制限酵素によるゲノムDNAの切断は、制限酵素の種類に応じた適切な温度及び反応時間で行うことができる。本発明で用いられる制限酵素は、2本鎖DNAを切断する能力を有する酵素であり、2本鎖DNAの切断により平滑末端又は粘着末端のいずれを生じるものであってもよい。このような制限酵素としては、例えば、AatII、AccI、AccII、AccIII、AclI、AfaI、AflII、AluI、Aor13HI、Aor51HI、ApaI、ApaLI、AsuII、BalI、BamHI、BanII、BciT130I、BcnI、BglI、BglII、BlnI、BmeT110I、BmgT120I、Bpu1102I、Bsp1286I、Bsp1407I、BspT104I、BspT107I、BssHII、Bst1107I、BstPI、BstXI、Cfr10I、ClaI、CpoI、DdeI、DraI、DpnI、EaeI、Eam1105I、Eco52I、Eco81I、Eco065I、Eco0109I、EcoRI、EcoRII、EcoRV、EcoT14、EcoT22I、FbaI、FokI、HaeII、HaeIII、HapII、HhaI、Hin1I、HincII、HindIII、HinfI、HpaI、KpnI、MboI、MboII、MflI、MluI、MspI、MunI、NaeI、NcoI、NdeI、NheI、NotI、NruI、NsbI、PmaCI、PshAI、PshBI、Psp1406I、PstI、PvuI、PvuII、RspRSII、SacI、SacII、SalI、Sau3AI、ScaI、SfiI、SmaI、SmiI、SnaBI、SpeI、SphI、Sse8387I、SspI、StuI、TaqI、Tth111I、Van91I、VpaK11BI、XbaI、XhoI、及びXspIが挙げられる。

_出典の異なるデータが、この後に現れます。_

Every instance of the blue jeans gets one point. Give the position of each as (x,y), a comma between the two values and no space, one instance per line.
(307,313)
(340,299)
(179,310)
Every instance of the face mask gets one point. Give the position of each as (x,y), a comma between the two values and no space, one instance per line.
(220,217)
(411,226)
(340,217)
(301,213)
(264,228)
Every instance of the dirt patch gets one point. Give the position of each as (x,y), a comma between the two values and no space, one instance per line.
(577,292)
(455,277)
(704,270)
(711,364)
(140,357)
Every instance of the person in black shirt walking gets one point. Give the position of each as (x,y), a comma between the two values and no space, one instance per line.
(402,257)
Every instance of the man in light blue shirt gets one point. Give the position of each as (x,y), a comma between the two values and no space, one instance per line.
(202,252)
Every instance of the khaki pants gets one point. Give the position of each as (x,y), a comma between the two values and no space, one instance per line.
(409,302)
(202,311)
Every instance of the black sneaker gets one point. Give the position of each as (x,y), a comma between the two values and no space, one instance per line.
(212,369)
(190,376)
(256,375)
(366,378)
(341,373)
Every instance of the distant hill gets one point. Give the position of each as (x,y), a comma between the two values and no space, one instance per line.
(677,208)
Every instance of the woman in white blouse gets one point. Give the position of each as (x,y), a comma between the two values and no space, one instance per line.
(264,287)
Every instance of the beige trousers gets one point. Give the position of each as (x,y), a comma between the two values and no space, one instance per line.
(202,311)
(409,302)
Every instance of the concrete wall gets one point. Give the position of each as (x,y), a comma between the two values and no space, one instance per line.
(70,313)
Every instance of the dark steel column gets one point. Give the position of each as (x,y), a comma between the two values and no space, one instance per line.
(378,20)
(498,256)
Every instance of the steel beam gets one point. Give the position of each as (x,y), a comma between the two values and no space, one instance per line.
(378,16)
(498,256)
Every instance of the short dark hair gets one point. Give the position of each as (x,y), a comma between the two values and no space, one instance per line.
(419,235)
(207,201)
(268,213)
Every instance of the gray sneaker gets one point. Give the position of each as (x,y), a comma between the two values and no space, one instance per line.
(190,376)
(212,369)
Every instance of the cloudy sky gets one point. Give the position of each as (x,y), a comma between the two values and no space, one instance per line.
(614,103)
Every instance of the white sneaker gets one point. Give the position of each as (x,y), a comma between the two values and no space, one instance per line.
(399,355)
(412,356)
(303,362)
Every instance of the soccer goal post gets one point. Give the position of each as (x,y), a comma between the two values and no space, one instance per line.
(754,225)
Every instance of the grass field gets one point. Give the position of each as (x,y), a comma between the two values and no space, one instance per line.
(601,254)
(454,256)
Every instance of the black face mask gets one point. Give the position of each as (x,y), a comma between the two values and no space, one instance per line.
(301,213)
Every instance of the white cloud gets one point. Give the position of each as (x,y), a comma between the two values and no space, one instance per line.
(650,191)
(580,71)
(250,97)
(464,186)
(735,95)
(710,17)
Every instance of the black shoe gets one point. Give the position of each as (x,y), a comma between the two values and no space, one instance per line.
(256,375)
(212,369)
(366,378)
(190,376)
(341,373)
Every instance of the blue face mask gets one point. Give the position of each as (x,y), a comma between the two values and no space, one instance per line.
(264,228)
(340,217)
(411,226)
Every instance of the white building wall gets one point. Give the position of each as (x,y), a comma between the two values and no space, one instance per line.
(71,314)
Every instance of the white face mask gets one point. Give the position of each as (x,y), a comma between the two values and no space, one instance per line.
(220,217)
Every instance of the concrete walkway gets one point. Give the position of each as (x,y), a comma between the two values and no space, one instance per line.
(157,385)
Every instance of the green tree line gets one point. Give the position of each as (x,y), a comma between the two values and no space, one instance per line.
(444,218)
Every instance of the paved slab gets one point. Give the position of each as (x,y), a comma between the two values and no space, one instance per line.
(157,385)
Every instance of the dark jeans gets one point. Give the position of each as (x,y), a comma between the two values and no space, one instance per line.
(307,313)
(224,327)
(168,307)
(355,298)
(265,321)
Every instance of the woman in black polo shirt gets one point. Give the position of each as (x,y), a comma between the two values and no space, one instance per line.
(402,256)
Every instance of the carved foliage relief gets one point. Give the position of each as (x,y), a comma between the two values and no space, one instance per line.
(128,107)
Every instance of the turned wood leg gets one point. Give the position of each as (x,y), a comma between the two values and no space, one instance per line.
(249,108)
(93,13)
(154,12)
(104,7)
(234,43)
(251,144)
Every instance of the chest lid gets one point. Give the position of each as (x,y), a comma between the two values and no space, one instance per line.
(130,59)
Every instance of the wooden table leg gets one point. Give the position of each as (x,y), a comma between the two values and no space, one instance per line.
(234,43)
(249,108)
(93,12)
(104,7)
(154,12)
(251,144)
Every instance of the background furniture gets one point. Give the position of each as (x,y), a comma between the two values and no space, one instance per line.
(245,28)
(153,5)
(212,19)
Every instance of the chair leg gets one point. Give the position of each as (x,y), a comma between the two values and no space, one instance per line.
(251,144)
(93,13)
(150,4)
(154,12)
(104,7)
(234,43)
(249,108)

標的DNAの測定に要する総時間の短縮のため、制限酵素によるゲノムDNAの切断反応時間は短縮されてもよい。本発明の方法は、制限酵素によるゲノムDNAの切断が不完全であっても、ゲノムDNA中の標的DNAを適切に解析できるためである。
(2)標的DNAを含む不完全切断DNA断片の除去
標的DNAを含む不完全切断DNA断片の除去は、不完全切断DNA断片中の非標的DNAを利用して行うことができる。例えば、このような除去は、非標的DNAに特異的な核酸プローブを用いた不完全切断DNA断片の除去、又は標的DNA及び非標的DNAの総和の分子量に基づく分画による不完全切断DNA断片の除去により行うことができる。
好ましくは、除去は、非標的DNAに特異的な核酸プローブを用いて行うことができる。非標的DNAに特異的な核酸プローブとは、ゲノムDNAにおいて標的DNAの5’又は3’末端側にある1以上(例えば1〜3、好ましくは1または2、より好ましくは1)の制限酵素認識部位(未切断部位)を介して標的DNAに連結する非標的DNA(例、図1を参照)の一部又は全部に相補的な核酸プローブを意味する。

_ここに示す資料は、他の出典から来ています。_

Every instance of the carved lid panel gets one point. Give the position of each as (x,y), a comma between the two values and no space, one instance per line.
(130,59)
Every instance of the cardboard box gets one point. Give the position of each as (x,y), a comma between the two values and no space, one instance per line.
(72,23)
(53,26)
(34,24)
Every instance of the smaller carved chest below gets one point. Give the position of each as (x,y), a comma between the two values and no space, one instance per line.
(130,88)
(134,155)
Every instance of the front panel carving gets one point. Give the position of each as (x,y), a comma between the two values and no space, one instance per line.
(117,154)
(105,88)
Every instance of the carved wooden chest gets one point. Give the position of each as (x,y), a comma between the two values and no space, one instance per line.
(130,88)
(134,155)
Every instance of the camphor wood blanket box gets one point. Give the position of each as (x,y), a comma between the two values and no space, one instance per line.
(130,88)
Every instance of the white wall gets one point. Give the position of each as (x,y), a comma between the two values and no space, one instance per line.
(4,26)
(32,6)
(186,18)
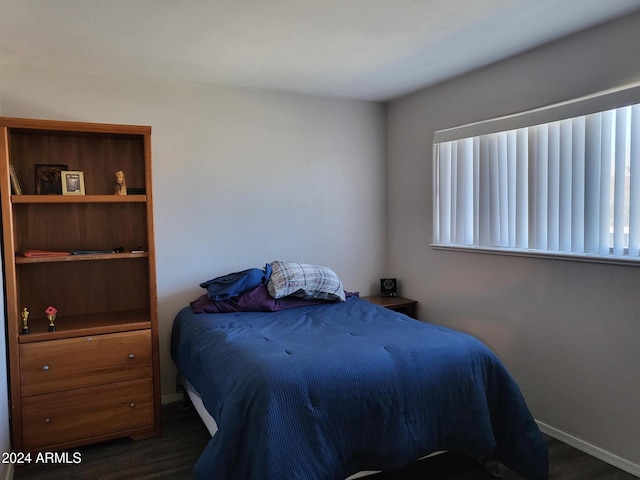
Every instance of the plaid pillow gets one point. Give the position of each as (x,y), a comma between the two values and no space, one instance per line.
(306,281)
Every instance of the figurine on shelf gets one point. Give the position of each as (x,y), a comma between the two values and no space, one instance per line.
(121,184)
(25,318)
(51,315)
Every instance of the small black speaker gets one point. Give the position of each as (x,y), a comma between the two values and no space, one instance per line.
(388,287)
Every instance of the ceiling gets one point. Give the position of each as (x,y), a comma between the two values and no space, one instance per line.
(361,49)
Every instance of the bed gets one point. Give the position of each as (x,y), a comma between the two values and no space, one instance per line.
(321,389)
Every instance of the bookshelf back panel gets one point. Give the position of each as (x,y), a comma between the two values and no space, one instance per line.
(99,156)
(80,226)
(77,288)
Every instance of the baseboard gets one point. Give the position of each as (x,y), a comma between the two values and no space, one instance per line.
(172,398)
(597,452)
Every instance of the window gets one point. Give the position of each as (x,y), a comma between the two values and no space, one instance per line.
(562,180)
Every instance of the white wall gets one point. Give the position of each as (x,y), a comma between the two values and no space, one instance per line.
(568,331)
(240,177)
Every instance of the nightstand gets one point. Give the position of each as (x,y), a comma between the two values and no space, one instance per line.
(397,304)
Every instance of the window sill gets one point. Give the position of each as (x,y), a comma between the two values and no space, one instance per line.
(572,257)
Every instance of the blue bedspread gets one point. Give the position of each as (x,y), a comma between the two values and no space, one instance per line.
(324,391)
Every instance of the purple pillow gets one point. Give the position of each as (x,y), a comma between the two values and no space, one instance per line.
(254,300)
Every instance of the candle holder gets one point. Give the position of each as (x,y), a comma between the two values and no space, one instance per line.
(25,319)
(51,315)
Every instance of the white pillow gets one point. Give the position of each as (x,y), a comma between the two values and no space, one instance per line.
(306,281)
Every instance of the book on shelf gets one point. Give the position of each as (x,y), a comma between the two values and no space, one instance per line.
(44,253)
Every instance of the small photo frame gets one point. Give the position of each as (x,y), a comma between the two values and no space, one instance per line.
(72,182)
(49,179)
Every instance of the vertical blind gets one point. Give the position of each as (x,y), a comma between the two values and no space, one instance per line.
(570,185)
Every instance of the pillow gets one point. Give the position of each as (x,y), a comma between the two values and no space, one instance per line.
(254,300)
(306,281)
(234,284)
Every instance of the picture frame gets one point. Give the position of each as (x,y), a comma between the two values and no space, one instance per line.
(49,179)
(16,187)
(72,182)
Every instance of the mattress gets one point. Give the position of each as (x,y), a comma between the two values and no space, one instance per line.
(325,391)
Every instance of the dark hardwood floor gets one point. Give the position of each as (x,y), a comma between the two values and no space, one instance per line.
(184,437)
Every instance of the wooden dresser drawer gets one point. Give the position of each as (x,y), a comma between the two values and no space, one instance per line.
(53,419)
(70,363)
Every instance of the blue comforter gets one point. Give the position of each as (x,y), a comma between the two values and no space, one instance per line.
(324,391)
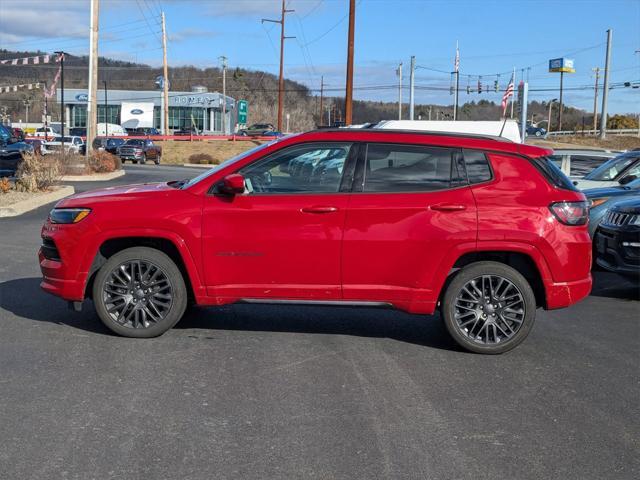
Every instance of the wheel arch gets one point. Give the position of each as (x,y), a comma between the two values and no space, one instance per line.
(175,250)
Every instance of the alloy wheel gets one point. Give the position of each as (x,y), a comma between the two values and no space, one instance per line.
(137,294)
(489,310)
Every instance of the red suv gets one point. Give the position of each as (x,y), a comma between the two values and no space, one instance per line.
(482,229)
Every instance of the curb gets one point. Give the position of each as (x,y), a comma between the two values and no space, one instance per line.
(197,165)
(96,177)
(25,206)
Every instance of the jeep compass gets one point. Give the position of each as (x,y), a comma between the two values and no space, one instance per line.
(483,230)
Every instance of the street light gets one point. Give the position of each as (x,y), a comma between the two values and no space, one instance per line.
(549,120)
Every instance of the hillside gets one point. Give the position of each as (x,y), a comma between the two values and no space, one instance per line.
(259,88)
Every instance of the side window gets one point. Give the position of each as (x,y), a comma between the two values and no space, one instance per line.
(407,168)
(311,168)
(477,166)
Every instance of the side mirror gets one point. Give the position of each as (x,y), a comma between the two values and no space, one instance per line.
(232,184)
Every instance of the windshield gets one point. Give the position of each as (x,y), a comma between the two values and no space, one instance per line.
(611,169)
(226,163)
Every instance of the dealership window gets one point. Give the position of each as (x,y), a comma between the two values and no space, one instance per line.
(113,114)
(186,117)
(408,168)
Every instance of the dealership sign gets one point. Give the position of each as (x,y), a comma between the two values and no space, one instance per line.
(564,65)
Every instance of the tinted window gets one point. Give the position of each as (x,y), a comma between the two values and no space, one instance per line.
(477,166)
(302,169)
(407,168)
(553,173)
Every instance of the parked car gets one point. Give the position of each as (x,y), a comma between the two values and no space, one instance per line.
(576,163)
(11,150)
(109,144)
(619,170)
(71,145)
(536,131)
(78,132)
(617,239)
(139,150)
(484,230)
(257,129)
(603,198)
(47,132)
(142,131)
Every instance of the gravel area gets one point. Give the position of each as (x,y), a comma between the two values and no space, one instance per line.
(13,196)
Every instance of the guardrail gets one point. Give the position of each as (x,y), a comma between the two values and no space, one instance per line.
(620,131)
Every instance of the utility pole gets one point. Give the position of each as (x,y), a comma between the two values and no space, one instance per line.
(605,88)
(595,100)
(61,55)
(560,103)
(165,73)
(399,72)
(106,122)
(284,11)
(348,98)
(412,87)
(321,97)
(223,59)
(92,101)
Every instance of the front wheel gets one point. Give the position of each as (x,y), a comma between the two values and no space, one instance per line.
(489,308)
(139,292)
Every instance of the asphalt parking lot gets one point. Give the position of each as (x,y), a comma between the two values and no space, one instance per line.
(268,392)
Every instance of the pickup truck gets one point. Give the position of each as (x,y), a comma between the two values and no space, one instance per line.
(140,150)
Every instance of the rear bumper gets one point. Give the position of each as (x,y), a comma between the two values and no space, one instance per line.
(564,294)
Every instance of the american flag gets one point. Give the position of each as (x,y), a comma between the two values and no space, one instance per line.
(508,93)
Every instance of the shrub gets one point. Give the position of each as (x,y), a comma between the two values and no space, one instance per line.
(36,172)
(202,159)
(103,162)
(5,185)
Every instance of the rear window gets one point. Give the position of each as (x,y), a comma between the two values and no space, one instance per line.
(477,166)
(553,173)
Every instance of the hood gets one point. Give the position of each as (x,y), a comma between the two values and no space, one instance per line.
(627,206)
(114,194)
(607,192)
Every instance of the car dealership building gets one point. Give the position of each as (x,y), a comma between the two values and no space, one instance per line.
(142,108)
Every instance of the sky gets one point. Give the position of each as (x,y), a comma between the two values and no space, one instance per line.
(494,37)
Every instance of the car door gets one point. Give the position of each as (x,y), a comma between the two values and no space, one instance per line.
(280,239)
(410,208)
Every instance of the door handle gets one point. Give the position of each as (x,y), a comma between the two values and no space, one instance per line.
(319,209)
(448,207)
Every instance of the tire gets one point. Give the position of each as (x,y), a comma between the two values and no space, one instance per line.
(129,308)
(494,327)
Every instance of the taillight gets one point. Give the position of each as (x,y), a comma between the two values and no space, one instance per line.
(571,213)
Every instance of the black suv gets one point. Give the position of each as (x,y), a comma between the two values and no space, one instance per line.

非標的DNAに特異的な核酸プローブは、DNAプローブ又は異種核酸プローブであってもよい。
異種核酸プローブとは、標的DNAの主鎖構造(糖部分及びリン酸部分から構成される構造)と異なる主鎖構造を、主鎖構造の一部又は全体として有する核酸プローブを意味する。異種核酸プローブとしては、例えば、RNAプローブ(例、2’位にヒドロキシル基を有する天然リボヌクレオチドから構成されるノーマルRNAプローブ、及び2’位のヒドロキシル基がメチル基等のアルキル基で修飾されているリボヌクレオチドから構成される修飾RNAプローブ)、ペプチド核酸(PNA)プローブ、ロック型核酸(LNA)プローブ又は架橋型核酸(BNA)プローブ、ホスホロチオエート(S化)核酸プローブ、並びにこのような2以上の核酸プローブが連結したキメラ型核酸プローブ、このような1以上の核酸プローブとDNAプローブが連結したキメラ型核酸プローブが挙げられる。

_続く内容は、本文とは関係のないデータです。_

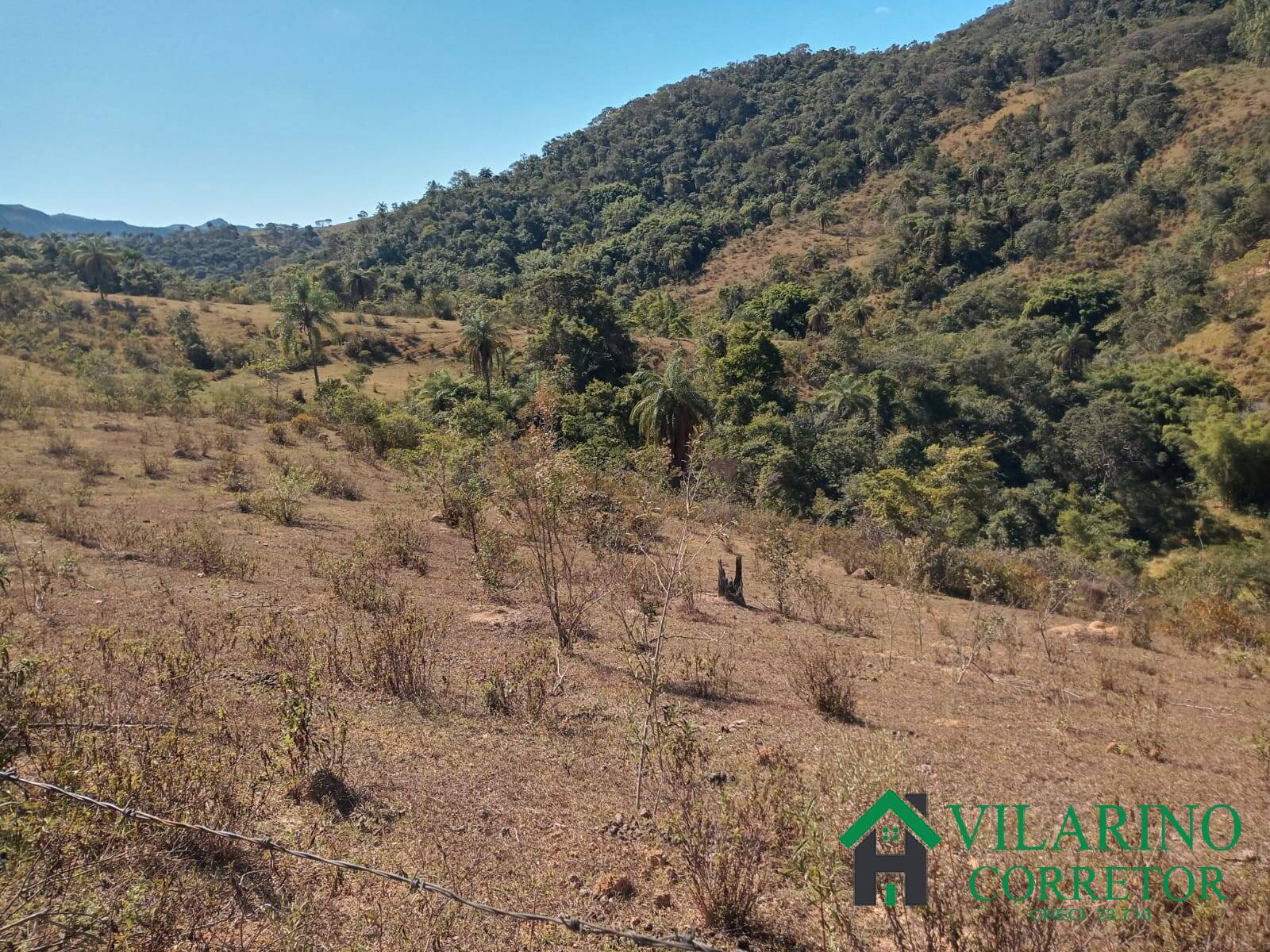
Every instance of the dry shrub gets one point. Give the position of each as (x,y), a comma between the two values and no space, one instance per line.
(361,582)
(402,541)
(226,441)
(402,655)
(92,466)
(727,841)
(311,729)
(14,503)
(232,473)
(283,499)
(520,685)
(1213,621)
(333,482)
(154,466)
(184,446)
(541,493)
(708,674)
(200,545)
(495,562)
(305,424)
(67,522)
(816,594)
(60,446)
(781,568)
(825,677)
(276,636)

低コストの観点から、非標的DNAに特異的な核酸プローブは、DNAプローブであってもよい。
非標的DNAに特異的な核酸プローブを構成するヌクレオチド残基の個数(即ち、非標的DNAに特異的な核酸プローブの長さ)は、非標的DNAとハイブリダイズし得る程度に十分な長さである限り特に限定されないが、例えば12個以上、好ましくは15個以上、好ましくは18個以上、より好ましくは20個以上であってもよい。非標的DNAに特異的な核酸プローブを構成するヌクレオチドの個数はまた、例えば、100個以下、80個以下、60個以下又は50個以下であってもよい。非標的DNAに特異的な核酸プローブは、当該分野で公知のプローブ合成法により調製できる。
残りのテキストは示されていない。